The price tag for one of the biggest trading debacles during the pandemic-fueled market meltdown of early 2020 is beginning to emerge.

Allianz SE, facing multiple lawsuits and regulatory probes tied to the collapse that year of its Florida-based hedge funds, took an unprecedented, 3.7 billion-euro ($4.2 billion) charge to cover a settlement reached Friday morning with the vast majority of investors in the funds.

In a sign of more pain to come, the German insurance and financial-services firm, which also owns bond giant Pacific Investment Management Co., warned that ongoing probes by U.S. Securities and Exchange Commission and Department of Justice are at a “sensitive” stage and that it couldn’t yet estimate the final price tag.

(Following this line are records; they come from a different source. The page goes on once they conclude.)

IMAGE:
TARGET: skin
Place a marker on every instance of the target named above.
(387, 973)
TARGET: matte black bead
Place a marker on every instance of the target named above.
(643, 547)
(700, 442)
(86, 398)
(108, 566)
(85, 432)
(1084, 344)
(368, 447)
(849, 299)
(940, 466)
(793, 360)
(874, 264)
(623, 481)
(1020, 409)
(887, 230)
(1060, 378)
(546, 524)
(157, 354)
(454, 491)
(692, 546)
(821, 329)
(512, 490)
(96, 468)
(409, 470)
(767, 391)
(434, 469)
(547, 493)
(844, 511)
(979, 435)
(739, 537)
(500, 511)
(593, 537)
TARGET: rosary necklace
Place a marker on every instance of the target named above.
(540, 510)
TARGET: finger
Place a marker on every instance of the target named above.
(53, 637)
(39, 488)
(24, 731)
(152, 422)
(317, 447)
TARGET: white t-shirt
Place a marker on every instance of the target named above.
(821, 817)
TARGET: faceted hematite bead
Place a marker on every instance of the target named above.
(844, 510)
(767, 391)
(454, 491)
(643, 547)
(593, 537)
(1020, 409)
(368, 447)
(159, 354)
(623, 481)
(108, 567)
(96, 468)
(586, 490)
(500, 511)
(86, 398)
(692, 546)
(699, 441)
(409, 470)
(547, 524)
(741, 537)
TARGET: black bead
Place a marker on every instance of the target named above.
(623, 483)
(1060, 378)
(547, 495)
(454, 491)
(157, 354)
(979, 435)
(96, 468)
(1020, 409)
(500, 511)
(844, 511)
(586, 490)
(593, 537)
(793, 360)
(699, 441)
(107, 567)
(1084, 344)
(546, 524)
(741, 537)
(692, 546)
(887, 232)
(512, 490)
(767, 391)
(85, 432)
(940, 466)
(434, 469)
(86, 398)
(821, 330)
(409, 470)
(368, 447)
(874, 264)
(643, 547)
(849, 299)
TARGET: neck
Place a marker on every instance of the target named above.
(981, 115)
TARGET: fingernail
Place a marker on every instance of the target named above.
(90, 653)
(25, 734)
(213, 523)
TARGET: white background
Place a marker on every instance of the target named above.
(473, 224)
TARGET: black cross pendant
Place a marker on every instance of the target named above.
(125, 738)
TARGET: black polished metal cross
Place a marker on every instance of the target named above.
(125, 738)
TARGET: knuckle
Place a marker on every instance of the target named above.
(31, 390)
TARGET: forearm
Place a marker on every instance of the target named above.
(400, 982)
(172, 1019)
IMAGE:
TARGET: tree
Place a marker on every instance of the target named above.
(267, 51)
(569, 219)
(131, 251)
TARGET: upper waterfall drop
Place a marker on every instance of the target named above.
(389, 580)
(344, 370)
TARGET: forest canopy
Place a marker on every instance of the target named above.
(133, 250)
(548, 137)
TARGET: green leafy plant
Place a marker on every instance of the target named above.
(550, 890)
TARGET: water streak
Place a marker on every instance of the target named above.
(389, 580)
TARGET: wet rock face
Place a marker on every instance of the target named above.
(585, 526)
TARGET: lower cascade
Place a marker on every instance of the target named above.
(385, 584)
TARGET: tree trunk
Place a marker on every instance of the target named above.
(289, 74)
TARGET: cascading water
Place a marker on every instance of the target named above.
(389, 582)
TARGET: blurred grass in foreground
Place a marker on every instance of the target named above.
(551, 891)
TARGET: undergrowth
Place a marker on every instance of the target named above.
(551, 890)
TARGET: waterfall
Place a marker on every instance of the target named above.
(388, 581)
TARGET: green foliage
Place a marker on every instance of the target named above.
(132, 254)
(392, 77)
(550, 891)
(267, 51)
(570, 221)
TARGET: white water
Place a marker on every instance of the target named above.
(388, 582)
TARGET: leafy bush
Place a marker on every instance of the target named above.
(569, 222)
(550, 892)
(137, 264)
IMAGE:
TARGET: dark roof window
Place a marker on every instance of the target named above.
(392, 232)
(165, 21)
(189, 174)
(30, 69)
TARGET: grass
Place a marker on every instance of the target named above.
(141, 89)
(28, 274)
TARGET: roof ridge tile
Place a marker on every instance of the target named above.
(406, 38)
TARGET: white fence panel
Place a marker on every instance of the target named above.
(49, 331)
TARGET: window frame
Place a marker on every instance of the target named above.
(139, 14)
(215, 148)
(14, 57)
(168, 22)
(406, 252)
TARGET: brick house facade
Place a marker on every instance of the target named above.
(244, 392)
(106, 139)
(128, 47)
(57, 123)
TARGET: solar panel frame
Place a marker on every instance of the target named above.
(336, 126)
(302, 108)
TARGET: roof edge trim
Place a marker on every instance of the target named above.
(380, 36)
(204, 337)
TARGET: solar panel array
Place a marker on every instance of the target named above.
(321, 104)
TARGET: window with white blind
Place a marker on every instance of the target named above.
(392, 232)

“There are still ongoing conversations with remaining plaintiffs,” Chief Financial Officer Giulio Terzariol said in an interview on Bloomberg TV Friday. “We are in conversations with the DOJ, and this conversation is very constructive.”

Investors -- including public pension funds, Blue Cross & Blue Shield and New York’s Metropolitan Transportation Authority -- claimed they lost billions of dollars from the collapse of the hedge funds, which were designed to withstand a market crash yet incurred steep losses during the tumultuous early days of the pandemic. Allianz liquidated two of the vehicles in March 2020 and has been unwinding the others.

The lawsuits accuse Allianz of abandoning a stated investment mandate and downside risk protections of its Structured Alpha Funds, and then doubling down on risky strategies in an attempt to recoup losses during the market volatility -- a move that some plaintiffs derided as an “extraordinarily risky and self-interested gamble.”

In its defense, Allianz told a judge last year that the plaintiffs are sophisticated investors that chose high-risk private funds with open eyes.

Allianz, as a result of the one-time charge, posted a 292 million-euro loss for the fourth-quarter, overshadowing an otherwise strong rebound from the pandemic. The company also announced plans to repurchase as much as 1 billion euros of stock and proposed increasing the annual dividend 12.5% to 10.80 euros a share.

“It’s a step in the right direction,” analysts at Morgan Stanley wrote in a note. “However, management did mention that it expects to incur additional expenses before the matter is finally resolved, which does imply some litigation-related overhang to persist.”

Shares of the insurer fell 1.4% at 11:41 a.m. in Munich, paring gains this year to 5.7%.